Keywords: growth inhibitor ; modulation of beta-adrenergic response ; rat neonatal heart muscle cells ; lipid binding ; fatty acid-binding protein

Source: Springer Online Journal Archives 1860-2000

Topics: Biology , Chemistry and Pharmacology , Medicine

Notes: Summary ‘Mammary-derived growth inhibitor (MDGI)’ is a 14.5 kDa polypeptide with growth-inhibitory activity for various mammary epithelial cells in vitro which is highly homologous to cardiac fatty acid-binding protein (H-FABP). Here we describe a new biological activity of MDGI: Inhibition of L(+)-lactate-, arachidonic acid- and 15-S-hydroxyeicosatetraenoic acid-induced supersensitivity of neonatal rat heart cells for beta-adrenergic stimulation, concerning particularly a small population of beta2 receptors. Synthetic peptides corresponding to the MDGI-sequence, residue 121–131 mimic the effect of MDGI. Measurements of lipid-binding to MDGI and synthetic peptides excluded the binding of arachidonic acid, 15-S-hydroxyeicosatetraenoic acid or beta-adrenergic agonists to MDGI or the peptides as the mechanism for this effect. Also, no direct interference of MDGI and the synthetic peptides with the binding of the beta-adrenergic agent CGP 12177 to its receptor on A431 cells could be detected.
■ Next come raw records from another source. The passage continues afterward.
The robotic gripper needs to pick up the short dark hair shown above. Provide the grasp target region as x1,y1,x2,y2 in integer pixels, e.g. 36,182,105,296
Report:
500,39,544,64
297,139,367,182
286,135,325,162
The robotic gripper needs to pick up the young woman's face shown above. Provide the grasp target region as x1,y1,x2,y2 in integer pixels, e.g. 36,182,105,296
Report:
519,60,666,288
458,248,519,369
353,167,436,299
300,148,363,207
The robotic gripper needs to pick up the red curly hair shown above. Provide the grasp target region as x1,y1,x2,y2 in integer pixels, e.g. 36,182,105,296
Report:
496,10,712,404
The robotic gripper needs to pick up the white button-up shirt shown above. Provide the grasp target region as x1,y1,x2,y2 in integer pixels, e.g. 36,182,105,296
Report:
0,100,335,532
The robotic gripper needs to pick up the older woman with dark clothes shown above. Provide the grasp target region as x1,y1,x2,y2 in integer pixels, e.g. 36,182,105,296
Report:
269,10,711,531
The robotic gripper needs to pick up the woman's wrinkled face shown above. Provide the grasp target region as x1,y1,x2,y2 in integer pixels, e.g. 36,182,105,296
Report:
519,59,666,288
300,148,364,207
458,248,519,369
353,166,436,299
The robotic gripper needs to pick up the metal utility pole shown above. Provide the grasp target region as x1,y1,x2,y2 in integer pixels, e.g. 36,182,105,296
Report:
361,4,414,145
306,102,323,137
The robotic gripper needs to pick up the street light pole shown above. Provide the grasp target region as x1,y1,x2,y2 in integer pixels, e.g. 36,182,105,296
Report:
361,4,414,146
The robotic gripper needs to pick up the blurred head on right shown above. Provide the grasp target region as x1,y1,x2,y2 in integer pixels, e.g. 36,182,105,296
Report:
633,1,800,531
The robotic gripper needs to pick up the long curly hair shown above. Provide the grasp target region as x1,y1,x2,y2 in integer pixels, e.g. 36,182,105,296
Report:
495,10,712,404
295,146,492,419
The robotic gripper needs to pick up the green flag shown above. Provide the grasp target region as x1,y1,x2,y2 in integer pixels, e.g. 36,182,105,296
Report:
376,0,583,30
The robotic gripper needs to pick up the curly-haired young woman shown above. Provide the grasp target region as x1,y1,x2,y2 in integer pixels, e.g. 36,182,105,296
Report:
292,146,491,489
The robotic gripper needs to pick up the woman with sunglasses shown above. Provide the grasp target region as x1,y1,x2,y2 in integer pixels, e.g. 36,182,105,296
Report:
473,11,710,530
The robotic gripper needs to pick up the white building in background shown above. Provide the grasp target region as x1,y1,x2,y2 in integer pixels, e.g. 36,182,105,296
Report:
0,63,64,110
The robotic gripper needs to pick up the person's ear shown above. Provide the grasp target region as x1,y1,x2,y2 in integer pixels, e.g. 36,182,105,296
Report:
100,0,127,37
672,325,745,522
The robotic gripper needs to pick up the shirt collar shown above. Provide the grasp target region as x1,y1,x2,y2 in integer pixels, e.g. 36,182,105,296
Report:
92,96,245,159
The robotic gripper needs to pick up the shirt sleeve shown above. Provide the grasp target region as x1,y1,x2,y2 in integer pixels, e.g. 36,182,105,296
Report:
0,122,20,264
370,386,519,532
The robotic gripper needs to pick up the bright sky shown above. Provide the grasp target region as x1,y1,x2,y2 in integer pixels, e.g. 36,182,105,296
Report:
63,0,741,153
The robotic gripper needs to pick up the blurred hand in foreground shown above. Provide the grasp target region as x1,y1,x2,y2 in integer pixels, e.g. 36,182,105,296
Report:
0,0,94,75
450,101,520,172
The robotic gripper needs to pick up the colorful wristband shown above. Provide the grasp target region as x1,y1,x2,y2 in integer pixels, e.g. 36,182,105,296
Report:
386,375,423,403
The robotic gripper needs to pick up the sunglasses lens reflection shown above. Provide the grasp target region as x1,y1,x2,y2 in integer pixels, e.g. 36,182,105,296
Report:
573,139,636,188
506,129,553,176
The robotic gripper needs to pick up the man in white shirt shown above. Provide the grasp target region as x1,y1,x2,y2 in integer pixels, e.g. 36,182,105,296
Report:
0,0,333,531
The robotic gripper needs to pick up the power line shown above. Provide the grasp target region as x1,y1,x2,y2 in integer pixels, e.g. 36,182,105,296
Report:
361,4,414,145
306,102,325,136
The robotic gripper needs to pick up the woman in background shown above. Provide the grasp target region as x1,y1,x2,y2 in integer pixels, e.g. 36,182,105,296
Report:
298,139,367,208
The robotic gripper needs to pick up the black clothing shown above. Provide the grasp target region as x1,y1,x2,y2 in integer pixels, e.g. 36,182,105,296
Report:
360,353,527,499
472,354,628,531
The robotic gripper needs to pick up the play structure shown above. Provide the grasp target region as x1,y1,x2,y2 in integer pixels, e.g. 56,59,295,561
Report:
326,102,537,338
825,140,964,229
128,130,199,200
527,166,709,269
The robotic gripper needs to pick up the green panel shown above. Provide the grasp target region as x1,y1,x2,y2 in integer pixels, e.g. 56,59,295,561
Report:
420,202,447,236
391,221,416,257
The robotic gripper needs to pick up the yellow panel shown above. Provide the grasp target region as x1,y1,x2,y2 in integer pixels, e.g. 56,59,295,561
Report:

We suggest that MDGI and the peptides act by interference with the function of the beta2-adrenergic receptor and that this mechanism might also be relevant for the growth-inhibitory activity of MDGI. Furthermore, the data point to a possible function of H-FABP for the modulation of beta-adrenergic sensitivity of cardiac myocytes.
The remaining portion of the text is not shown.